Saturday, January 8, 2022

Speaking of Speaking

You know dialogue can be the favorite part of writing.  The pacing is swift, a lot of information and characterization can be delivered quickly, and dialogue presents all sorts of opportunity to surprise the reader.  It's also a chance to take on perhaps the hardest part of writing, and that is attempting to be funny, but we'll tackle that in another post.

Writing dialogue is also full of traps, and just as I'm doing with this entry, there are countless people who are more than willing to tell you the rules.  

So, my first rule is look at all the rules as if they are only guidelines.  Dialogue is like music.  What is wonderful in one person's ear is pure clunker in the next.

Second, dialogue is the most human thing you'll write- meaning culture, ethnicity, education, socio-economics, generation, region, and individual personality all come into writing it.  Furthermore, it's all filtered through the POV of not only the narrator, but the author.  I'm a 50-something man, and so what a 12-year-old sounds like to me is different than what a 12-year-old sounds like to his 10-year-old sister.

The leads to a believability curve.  Someone may tell you, "This 12-year-old doesn't sound like he's only 12."  First, keep in mind that the reader is looking through a different life-lens than you are.  Second, the reader might not have had a 12-year-old in their life in 35 years.  The 12-year-old they are using as a model is now 47-years-old.

People resist changing these mental models.  If you write a story about a 12-year-old who speaks like a physicist, or an 85-year-old grandmother who speaks like a longshoreman, that character can become a really interesting feature, but some readers will reject it. 

For me, I write dialogue in three steps.  Step 1- get it down on paper.  Just write it, knowing you'll improve it later.  Step 2- streamline it.  Go through and economize.  For example, you'll almost never need the word "yes" or "no."  In 2000, I spent a month in China, and my Mandarin was never great, but my driver told me that they really didn't use a word for "yes" or "no." If someone asked, "Are you tired?" you could expect someone to simply answer, "I am" or "I am not."  

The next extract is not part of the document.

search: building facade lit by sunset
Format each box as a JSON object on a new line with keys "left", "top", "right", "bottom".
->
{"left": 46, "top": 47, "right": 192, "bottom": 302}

A mentor of mine pointed out early on that when a character asks, "Are you hungry?" better than answering with "yes" the second character could reply, "I could eat."  As is said so often, dialogue is not transcription of speech.

Step 3- make it more realistic with misunderstandings.  Almost no conversation goes smoothly, and the miscommunication is almost as revelatory as the communication.  Also, let some of it go.  Don't fix everything.  When humans talk, they let a lot of the stuff they didn't understand go without comment, until it becomes obvious that they missed a crucial bit.  All this is tough, but give it a try and practice.

This isn't a step, but it is another bit of advice...try to be fair.  Make an effort to not give all the best lines to the character most like you.  It's a nice way to resolve some conflict from your middle school years, maybe, but it shows, and if the reader detects the one-sided nature, they might take the side of the verbal punching bag.  Keep it balanced, if you can.

I'm one of those who writes dialogue with attributions "said" and "asked," almost exclusively.  No adverbs, no groans-shouts-sighs, etc. Occasionally, I will use "reply" or "answered" but rarely.  As many have pointed out, it's difficult to convey whispering with punctuation or context, so "whispered" makes sense, but keep in mind that whispering can be really creepy, especially when it's deadpan whispering by a child.  

Years ago, I wrote about accents, so I'll avoid it this time, except to again beg you to go easy.  There is a brilliant author, I love the work, but one novel was basically unreadable because the Scottish accent within is so overwrought, so heavy-handed, that it carries all the gravitas of PepĂ© Le Pew and Foghorn Leghorn.  Signal the accent, with a word here and there...do not try to recreate it.

To sum up, in my opinion, whenever you get stuck, have a couple characters say something.  It'll boost pace, it'll refresh the reader, and it will almost certainly put fresh choices before you as the author.


1 comment:

  1. Yes! Dialogue is such a fun part of the process. As fun as a writer surprising a reader, what a lark when the writing surprises the writer! Some will say "the characters" wrote it, but however it happens, it seems to signal that the writer is listening deeply.
    And as you point out above, different tastes arise in the music of dialogue, especially around accents. You might even be talking about James Kelman's 1994 Booker Prize winning "How late it was, how late"--accent, dialect, very Scottish and stream of consciousness. Crazy, but compelling, nonetheless.